Le Conseil de l'âge a rendu sa copie. Mercredi 1ᵉʳ octobre, dans le cadre de son plan de lutte contre l'âgisme, il a dévoilé dix propositions pour faire reculer les discriminations liées à l'âge dans notre société (lire aussi notre appel à témoignages: "vieux", "senior"," personne âgée"... Et vous, comment préférez-vous que l'on vous appelle?). Vous ne connaissez pas encore le Conseil de l'âge? Rien d'étonnant: il est encore tout jeune. Et pourtant, son rôle est loin d'être secondaire.

Ce Conseil fait partie du Haut Conseil de la famille, de l'enfance et de l'âge (HCFEA), créé en 2016 et rattaché au Premier ministre. Sa mission? Éclairer les politiques publiques en formulant des avis et recommandations sur les grandes questions qui touchent les familles, les enfants, les retraités et les personnes âgées, ainsi que sur la prévention et l'accompagnement de la perte d'autonomie.

Parmi les dix mesures proposées, la "numéro 9" a piqué ma curiosité. Elle invite à revoir les seuils d'âge pour accéder aux fonctions de représentation dans les instances de gouvernance. Le message est limpide: "L'apport d'une personne assurant un mandat ne se mesure pas à son âge, mais à l'expérience, l'expertise, l'engagement et les valeurs que le dépositaire de cette fonction y engage. On peut être pertinent à tout âge. Le principe essentiel est que l'ensemble des générations, en activité ou non, soient bien représentées dans les instances, sans domination ou exclusion de certaines."

L'âge, en somme, n'est ni un critère de compétence ni un handicap. Mais alors, où en est-on concrètement sur ces fameuses limites d'âge, dans les instances de gouvernance et ailleurs?
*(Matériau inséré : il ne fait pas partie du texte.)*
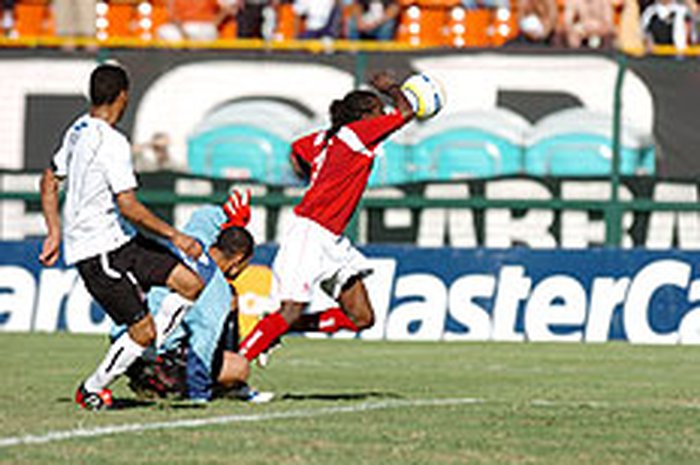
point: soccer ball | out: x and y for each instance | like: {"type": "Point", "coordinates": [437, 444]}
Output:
{"type": "Point", "coordinates": [425, 95]}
Petit tour d'horizon (non exhaustif) de la question.

Dans la fonction publique, par exemple, les choses ont évolué en vingt ans. Depuis une ordonnance de 2005, la plupart des concours ne sont plus soumis à des conditions d'âge. Seules quelques professions restent encadrées pour des raisons opérationnelles: gardien de la paix, gendarme, surveillant pénitentiaire, etc. Et pour ce qui est de la retraite, la limite est généralement fixée à 67 ans, avec possibilité de prolonger jusqu'à 70 ans dans certains cas.

Du côté des organismes de Sécurité sociale (dans le viseur du Conseil de l'âge), les règles sont un peu différentes. La limite d'âge pour être nommé administrateur est fixée à 65 ans, avec une prolongation possible jusqu'à 70 ans. Mais, et c'est une nuance importante, les représentants des retraités ne sont pas concernés par cette contrainte.
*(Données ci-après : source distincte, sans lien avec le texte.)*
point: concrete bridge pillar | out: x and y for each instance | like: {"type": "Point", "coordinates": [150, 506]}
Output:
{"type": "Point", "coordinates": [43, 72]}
En politique, c'est une autre histoire. Depuis 2011, il faut avoir au moins 18 ans pour être député ou président de la République. Pour devenir sénateur, l'âge minimal est passé de 30 à 24 ans. Et surtout: aucune limite maximale n'existe pour exercer un mandat. Maire, ministre, député, président… l'engagement ne connaît pas de plafond. Seule compte la vox populi, hélas peu réputée pour sa tolérance dans ce domaine!
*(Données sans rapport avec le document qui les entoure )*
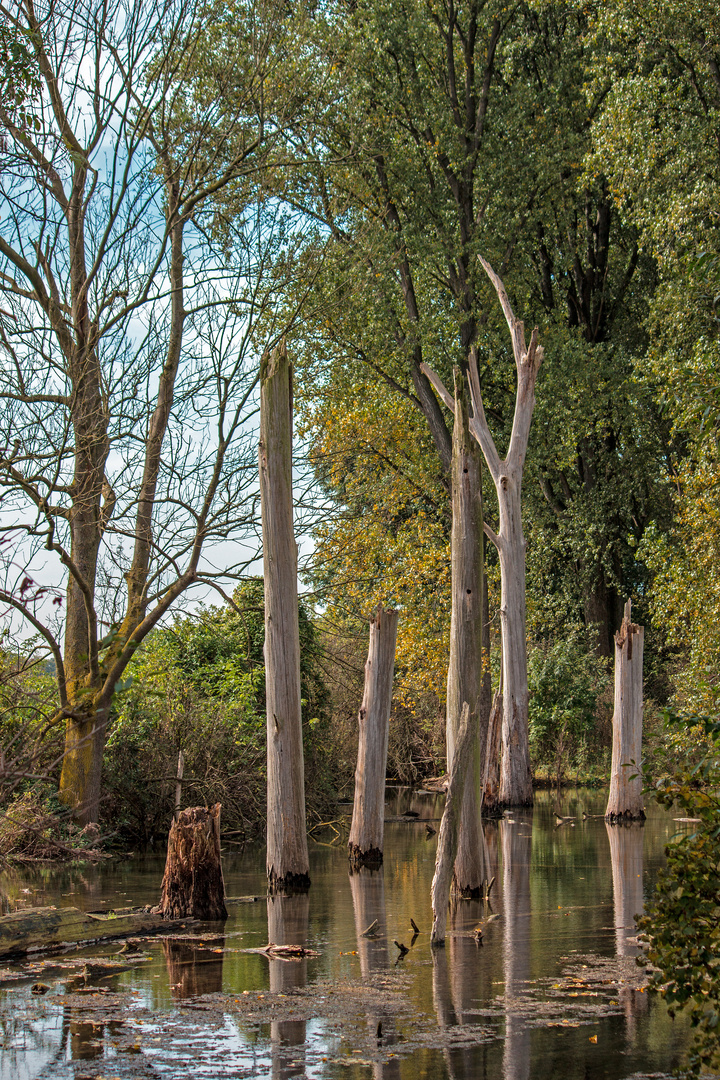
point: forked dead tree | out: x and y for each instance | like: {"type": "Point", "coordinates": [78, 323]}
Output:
{"type": "Point", "coordinates": [465, 665]}
{"type": "Point", "coordinates": [515, 779]}
{"type": "Point", "coordinates": [287, 839]}
{"type": "Point", "coordinates": [366, 832]}
{"type": "Point", "coordinates": [625, 799]}
{"type": "Point", "coordinates": [124, 325]}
Vous êtes bénévole dans une association? En 2022, le Conseil d'État a rappelé qu'une association peut fixer un âge minimal ou maximal pour devenir membre ou dirigeant, à condition que cela soit justifié par son objet et sa nature. Autrement dit, ces critères doivent être raisonnables et non discriminatoires.

Bref, et c'est une bonne nouvelle, l'engagement citoyen n'a pas, sauf exception, de date de péremption. L'expérience des uns et l'énergie des autres, jeunes et moins jeunes, peuvent faire bien plus que coexister: elles peuvent se compléter. Et ça, c'est une vraie richesse.